In order to avoid full heap scanning, the virtual machine maintains a corresponding Remembered Set for each Region in G1. When the virtual machine discoverer writes to data of type Reference, a Write Barrier temporarily interrupts the write operation to check whether the object referenced by Reference is in a different Region (in the case of generations, it is checked whether the object in the old age refers to the object in the new generation), and if so, the relevant reference information is recorded in the Remembered Set of the Region to which the referenced object belongs through CardTable. When memory collection is performed, adding Remembered Set to the enumeration range of the GC root node ensures that the whole heap is not scanned and there is no omission.

Without counting the operation of maintaining the Remembered Set, the operation of the G1 collector can be roughly divided into the following steps:

The Initial Marking simply marks the objects to which GC Roots can be directly associated, and modifies the value of TAMS (Nest Top Mark Start) so that when the user program runs concurrently in the next phase, the object can be created in the correct Region. This stage requires a pause in the thread, but it takes a short time.

Concurrent marking (Concurrent Marking) starts from GC Root to analyze the reachability of objects in the heap and find the surviving objects.

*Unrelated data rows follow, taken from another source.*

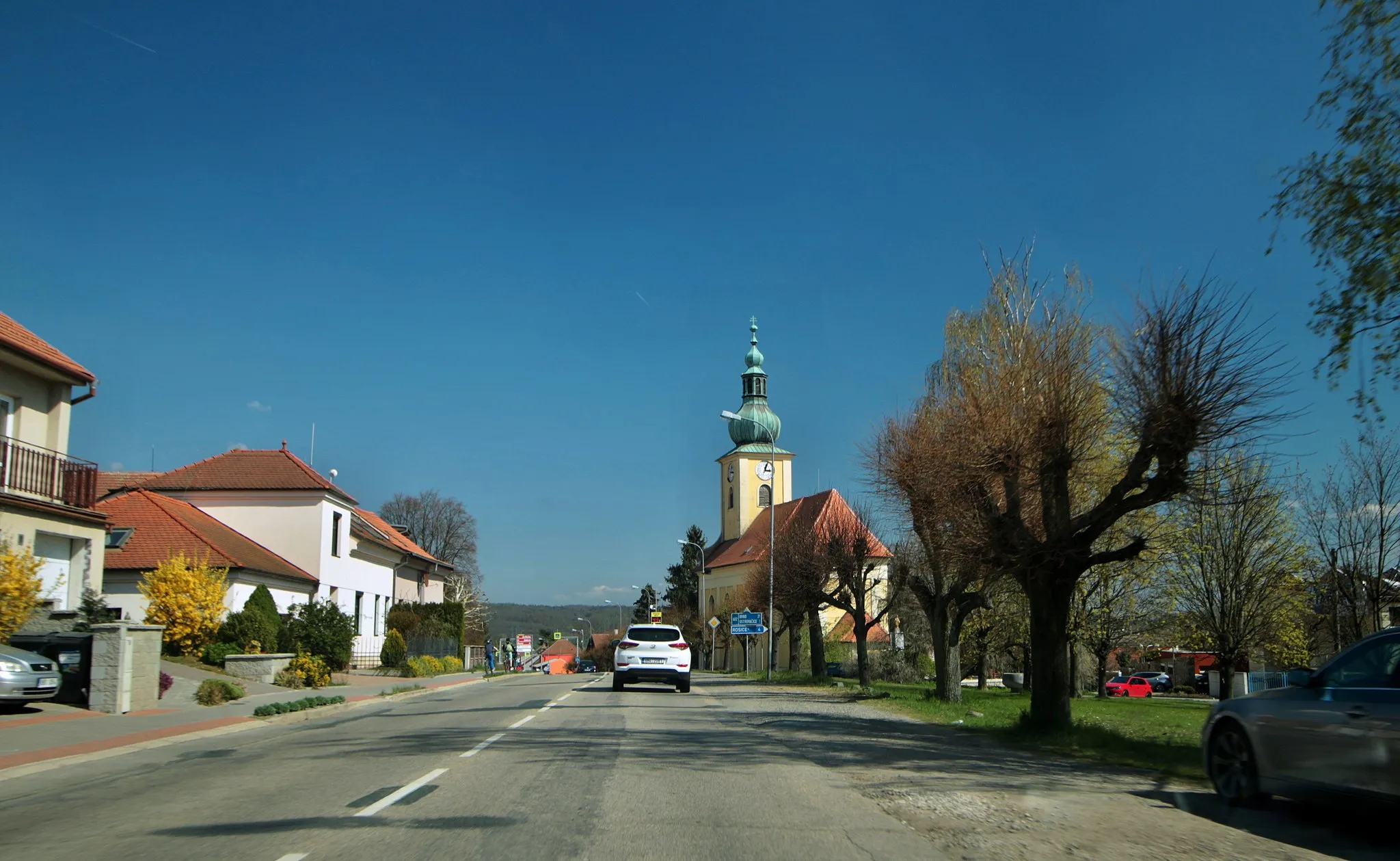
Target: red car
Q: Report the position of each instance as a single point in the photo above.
(1135, 687)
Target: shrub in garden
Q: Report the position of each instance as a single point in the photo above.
(215, 652)
(311, 670)
(20, 584)
(288, 678)
(212, 692)
(271, 708)
(187, 596)
(324, 631)
(247, 628)
(395, 650)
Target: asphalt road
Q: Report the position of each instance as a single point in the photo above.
(517, 769)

This stage takes a long time, but can be executed concurrently with user programs.

The final tag (Final Marking) in order to fix the part of the tag record that changes due to the continuous operation of the user program during the concurrent marking period, the virtual machine records the object changes during this period in the thread's Remembered Set Logs, and the final marking phase needs to merge the Remembered Set Logs data into the Remembered Set. This stage requires thread pause, but can be executed in parallel.

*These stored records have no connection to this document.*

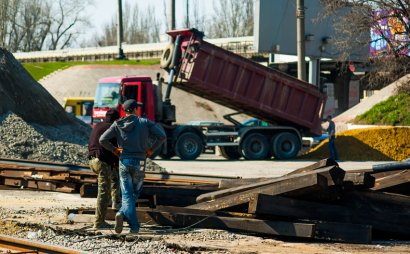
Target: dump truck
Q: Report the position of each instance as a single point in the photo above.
(291, 107)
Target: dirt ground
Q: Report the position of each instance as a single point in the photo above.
(21, 208)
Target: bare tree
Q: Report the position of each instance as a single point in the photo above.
(29, 25)
(232, 18)
(382, 26)
(4, 22)
(198, 19)
(36, 23)
(140, 26)
(67, 15)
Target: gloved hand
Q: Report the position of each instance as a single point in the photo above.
(117, 151)
(149, 152)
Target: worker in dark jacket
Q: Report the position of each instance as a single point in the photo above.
(132, 134)
(105, 164)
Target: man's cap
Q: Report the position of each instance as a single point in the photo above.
(112, 115)
(130, 105)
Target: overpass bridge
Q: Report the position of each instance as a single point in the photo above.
(239, 45)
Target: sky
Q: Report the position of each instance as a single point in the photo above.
(103, 10)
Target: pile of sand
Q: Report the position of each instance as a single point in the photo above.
(377, 144)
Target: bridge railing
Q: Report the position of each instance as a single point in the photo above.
(238, 45)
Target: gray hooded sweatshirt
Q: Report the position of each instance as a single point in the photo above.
(132, 134)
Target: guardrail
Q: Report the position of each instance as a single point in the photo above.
(238, 45)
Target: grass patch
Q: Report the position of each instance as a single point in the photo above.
(393, 111)
(40, 70)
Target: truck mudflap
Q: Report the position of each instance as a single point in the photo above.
(188, 142)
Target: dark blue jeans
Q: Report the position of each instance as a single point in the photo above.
(131, 182)
(332, 148)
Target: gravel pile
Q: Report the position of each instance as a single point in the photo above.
(22, 140)
(149, 241)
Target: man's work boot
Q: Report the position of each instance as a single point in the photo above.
(119, 220)
(116, 206)
(102, 225)
(134, 231)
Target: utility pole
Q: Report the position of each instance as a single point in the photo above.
(172, 14)
(300, 30)
(187, 14)
(120, 32)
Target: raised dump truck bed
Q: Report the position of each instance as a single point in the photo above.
(243, 85)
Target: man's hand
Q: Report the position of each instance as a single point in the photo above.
(149, 152)
(117, 151)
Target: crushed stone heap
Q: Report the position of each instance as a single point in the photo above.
(377, 143)
(20, 140)
(33, 125)
(25, 97)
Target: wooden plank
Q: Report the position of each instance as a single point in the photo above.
(230, 183)
(183, 217)
(195, 220)
(360, 179)
(320, 164)
(329, 172)
(354, 209)
(343, 232)
(392, 180)
(308, 181)
(176, 195)
(14, 182)
(89, 190)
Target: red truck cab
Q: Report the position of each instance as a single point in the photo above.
(112, 92)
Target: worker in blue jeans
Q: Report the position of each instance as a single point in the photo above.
(132, 134)
(331, 130)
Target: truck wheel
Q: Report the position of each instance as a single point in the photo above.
(285, 146)
(189, 146)
(255, 147)
(167, 56)
(230, 152)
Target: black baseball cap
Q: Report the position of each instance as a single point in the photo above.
(130, 105)
(112, 115)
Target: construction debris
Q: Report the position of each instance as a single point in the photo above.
(323, 203)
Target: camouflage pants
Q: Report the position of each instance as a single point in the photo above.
(108, 188)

Filter recovery (Live Data Counting and Evacuation) first sorts the recovery value and cost in each Region and makes a recovery plan according to the time of the GC pause expected by the user. In fact, this stage can also be executed concurrently with the user program, but because only part of the Region is recycled, the time can be controlled by the user, and halting the user thread will greatly improve the collection efficiency.

From the following figure, you can clearly see the concurrency and pause stages in the operation steps of the G1 collector (at Safepoint):

Summary

Thank you for reading! This is the end of this article on "what garbage collectors do JVM have". I hope the above content can be of some help to you, so that you can learn more knowledge. if you think the article is good, you can share it for more people to see!

Welcome to subscribe "Shulou Technology Information " to get latest news, interesting things and hot topics in the IT industry, and controls the hottest and latest Internet news, technology news and IT industry trends.

*The comments in the above article only represent the author's personal views and do not represent the views and positions of this website. If you have more insights, please feel free to contribute and share.